Die Causa machte Schlagzeilen, auch außerhalb der Krypto-Sphäre. Und so manche Kritiker sahen sich einmal mehr in ihrem Urteil bestätigt, dass die Krypto-Ökonomie ein Holzweg ist und auch der Bitcoin in der Praxis nicht als Geldmittel zu gebrauchen sei. Wie sieht er nun aus, der Status quo? Was kann man aus dem Terra-Absturz lernen? Hat das Projekt überhaupt noch eine Zukunft? Und was bedeutet das alles für den Bitcoin?
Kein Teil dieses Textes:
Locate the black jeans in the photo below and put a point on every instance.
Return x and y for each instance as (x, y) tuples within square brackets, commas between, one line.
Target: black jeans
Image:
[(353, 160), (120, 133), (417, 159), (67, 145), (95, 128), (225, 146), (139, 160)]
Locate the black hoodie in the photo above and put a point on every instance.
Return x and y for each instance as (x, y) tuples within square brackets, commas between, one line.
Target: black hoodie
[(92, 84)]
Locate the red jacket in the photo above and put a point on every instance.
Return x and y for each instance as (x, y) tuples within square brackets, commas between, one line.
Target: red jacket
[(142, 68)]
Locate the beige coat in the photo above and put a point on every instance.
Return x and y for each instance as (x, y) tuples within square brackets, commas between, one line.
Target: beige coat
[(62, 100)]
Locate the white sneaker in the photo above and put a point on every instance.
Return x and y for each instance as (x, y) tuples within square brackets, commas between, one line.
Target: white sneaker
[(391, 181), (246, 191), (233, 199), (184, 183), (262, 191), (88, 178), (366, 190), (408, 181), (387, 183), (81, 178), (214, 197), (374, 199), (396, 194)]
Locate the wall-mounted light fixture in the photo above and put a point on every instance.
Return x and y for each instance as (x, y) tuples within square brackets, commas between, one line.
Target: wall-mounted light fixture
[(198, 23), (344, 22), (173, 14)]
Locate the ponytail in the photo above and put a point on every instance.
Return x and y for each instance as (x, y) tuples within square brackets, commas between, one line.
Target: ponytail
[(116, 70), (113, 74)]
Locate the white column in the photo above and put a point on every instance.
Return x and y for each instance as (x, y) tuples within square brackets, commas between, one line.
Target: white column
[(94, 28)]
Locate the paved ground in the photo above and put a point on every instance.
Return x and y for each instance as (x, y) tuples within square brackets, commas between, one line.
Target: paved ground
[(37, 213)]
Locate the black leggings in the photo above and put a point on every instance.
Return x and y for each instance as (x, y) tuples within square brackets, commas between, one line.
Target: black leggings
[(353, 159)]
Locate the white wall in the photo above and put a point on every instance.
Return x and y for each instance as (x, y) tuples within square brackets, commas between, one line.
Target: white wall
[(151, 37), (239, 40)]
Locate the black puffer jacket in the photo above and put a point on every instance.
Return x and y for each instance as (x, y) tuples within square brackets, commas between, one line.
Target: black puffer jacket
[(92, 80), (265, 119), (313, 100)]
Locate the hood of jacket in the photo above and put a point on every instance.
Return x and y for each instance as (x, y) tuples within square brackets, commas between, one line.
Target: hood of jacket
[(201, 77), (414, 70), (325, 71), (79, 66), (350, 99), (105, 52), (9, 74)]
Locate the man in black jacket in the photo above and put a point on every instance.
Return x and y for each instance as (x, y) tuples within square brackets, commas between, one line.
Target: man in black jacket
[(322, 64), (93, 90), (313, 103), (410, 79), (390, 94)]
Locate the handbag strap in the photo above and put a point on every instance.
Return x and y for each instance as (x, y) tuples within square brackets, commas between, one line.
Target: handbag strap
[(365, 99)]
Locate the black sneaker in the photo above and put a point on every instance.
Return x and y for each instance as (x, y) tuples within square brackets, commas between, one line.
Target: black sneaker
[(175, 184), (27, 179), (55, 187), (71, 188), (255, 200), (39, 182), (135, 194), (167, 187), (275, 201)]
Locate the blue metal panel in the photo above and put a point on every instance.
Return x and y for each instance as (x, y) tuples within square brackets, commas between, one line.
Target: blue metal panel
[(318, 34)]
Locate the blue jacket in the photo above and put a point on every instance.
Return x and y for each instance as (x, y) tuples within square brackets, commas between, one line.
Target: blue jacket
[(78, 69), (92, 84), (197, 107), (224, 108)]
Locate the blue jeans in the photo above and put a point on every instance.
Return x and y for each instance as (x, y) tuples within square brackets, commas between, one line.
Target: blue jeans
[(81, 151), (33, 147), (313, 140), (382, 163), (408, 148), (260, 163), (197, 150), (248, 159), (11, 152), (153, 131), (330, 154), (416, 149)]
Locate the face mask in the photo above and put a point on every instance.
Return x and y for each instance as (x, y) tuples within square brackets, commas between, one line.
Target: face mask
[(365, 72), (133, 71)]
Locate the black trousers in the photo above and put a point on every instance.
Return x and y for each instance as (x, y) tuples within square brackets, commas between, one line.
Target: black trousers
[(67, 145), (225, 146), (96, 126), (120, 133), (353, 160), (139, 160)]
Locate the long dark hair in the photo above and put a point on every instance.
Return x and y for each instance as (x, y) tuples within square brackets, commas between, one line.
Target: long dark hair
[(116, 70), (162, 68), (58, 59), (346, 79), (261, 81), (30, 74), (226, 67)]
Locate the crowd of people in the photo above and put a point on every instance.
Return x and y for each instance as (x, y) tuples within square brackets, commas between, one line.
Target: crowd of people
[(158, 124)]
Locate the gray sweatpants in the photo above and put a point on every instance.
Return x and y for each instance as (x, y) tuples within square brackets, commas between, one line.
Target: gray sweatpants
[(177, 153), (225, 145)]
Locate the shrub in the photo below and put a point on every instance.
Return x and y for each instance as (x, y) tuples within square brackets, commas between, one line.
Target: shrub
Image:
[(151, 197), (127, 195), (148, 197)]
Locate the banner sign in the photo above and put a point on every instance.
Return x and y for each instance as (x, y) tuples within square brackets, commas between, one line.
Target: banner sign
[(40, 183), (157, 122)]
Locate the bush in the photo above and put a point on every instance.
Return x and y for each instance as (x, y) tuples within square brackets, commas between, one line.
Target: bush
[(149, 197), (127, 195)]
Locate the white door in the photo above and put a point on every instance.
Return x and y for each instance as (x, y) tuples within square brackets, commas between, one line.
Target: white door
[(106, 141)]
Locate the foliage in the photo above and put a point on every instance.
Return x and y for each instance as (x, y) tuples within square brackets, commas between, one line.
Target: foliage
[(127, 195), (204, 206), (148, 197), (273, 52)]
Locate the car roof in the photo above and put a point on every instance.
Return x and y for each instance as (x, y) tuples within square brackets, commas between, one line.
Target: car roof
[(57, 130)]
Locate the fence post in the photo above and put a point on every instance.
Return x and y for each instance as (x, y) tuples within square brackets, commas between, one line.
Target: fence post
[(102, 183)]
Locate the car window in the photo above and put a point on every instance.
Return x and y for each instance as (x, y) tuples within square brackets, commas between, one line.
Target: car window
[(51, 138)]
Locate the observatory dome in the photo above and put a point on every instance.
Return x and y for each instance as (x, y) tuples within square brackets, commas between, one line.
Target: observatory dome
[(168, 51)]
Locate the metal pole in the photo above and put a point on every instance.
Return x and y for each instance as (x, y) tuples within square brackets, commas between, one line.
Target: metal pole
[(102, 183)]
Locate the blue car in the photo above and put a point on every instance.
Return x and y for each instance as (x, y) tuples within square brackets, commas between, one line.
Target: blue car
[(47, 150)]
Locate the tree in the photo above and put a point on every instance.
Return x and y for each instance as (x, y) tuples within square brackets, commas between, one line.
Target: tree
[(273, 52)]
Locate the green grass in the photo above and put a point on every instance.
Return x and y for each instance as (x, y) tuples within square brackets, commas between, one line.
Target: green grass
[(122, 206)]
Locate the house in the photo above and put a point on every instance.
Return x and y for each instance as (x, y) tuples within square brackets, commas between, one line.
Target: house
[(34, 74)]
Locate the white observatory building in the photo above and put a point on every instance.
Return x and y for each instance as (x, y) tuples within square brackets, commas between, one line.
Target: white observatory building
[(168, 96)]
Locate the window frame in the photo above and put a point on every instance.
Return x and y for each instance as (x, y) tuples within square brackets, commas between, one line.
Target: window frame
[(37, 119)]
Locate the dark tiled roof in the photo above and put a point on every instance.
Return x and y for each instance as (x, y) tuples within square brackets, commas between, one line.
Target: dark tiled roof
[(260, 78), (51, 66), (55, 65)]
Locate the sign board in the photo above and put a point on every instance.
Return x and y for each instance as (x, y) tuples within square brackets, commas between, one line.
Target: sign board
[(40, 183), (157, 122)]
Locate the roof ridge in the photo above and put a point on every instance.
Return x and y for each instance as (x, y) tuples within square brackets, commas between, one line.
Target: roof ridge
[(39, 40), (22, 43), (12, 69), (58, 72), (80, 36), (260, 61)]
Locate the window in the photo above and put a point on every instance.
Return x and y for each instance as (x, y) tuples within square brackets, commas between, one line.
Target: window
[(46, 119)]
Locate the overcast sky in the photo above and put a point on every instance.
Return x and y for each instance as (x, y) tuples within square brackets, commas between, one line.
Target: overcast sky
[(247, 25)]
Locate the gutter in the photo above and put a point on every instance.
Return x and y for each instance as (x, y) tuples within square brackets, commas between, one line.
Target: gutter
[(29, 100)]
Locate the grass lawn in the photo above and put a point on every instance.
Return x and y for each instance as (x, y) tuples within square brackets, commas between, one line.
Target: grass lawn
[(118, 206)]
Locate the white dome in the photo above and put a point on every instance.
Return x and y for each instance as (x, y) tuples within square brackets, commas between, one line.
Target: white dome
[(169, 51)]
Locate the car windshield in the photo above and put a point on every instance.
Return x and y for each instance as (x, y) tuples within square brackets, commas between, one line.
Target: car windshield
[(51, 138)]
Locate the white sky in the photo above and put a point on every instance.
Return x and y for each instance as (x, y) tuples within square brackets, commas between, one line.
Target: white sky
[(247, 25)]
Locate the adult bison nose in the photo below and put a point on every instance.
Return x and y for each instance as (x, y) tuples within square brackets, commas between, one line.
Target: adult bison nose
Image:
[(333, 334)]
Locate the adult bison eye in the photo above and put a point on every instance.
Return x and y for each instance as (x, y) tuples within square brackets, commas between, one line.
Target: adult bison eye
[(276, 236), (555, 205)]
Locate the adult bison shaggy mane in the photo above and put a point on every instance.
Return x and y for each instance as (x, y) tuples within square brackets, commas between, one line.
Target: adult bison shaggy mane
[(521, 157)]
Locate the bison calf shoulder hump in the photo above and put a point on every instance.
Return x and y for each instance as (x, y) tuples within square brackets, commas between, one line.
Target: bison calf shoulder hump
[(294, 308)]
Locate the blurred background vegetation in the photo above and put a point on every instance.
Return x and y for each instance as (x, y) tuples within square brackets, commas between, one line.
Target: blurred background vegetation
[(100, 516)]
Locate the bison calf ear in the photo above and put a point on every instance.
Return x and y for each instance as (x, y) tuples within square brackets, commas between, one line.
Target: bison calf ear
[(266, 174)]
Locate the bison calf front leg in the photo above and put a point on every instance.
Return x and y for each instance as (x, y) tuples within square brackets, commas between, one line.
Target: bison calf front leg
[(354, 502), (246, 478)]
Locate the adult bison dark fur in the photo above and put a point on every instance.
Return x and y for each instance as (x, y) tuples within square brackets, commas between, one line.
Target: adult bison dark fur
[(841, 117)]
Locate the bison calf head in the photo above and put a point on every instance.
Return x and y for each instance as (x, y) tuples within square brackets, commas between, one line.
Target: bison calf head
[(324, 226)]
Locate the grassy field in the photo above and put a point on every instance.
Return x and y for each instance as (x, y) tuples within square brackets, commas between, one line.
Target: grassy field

DER STANDARD hat mit Philipp Sandner, Gründer und Leiter des Blockchain Center an der Frankfurt School of Business, sowie Maximilian Bruckner, Head of Sales & Marketing der 21e6 Capital AG, gesprochen.

DeFi, NFT und Metaverse

In den letzten Jahren, so Sandner, hat sich vieles getan in der Kryptowelt. NFTs haben die Bühne betreten, der Sektor der "Decentralized Finance" eröffnet innovative neue Finanzmärkte, und der Begriff "Metaverse" ist in aller Munde. Zwar denken dabei viele an "Ready Player One", doch bis dahin ist es noch ein längerer Weg. Als sehr bedeutende kommende Änderung beschreibt Sandner den Wechsel der Ethereum-Blockchain vom Proof-of-Work auf ein Proof-of-Stake-System. Dieses soll nicht nur ihren Energieverbrauch deutlich reduzieren, sondern sie auch besser skalierbar machen.

Als weiteres wichtiges Thema sieht er die Regulierung von Krypto-Assets. Eine solche wird in den USA intensiv diskutiert. In der EU wird es mit MiCA (Markets in Crypto Assets) bald ein vereinheitlichtes Regelwerk geben. Unter Banken und Regierungen hat sich nach Sandners Ansicht außerdem die Auffassung durchgesetzt, dass Bitcoin und Co gekommen sind, um zu bleiben. Dementsprechend wird vielerorts an Krypto-Strategien gearbeitet.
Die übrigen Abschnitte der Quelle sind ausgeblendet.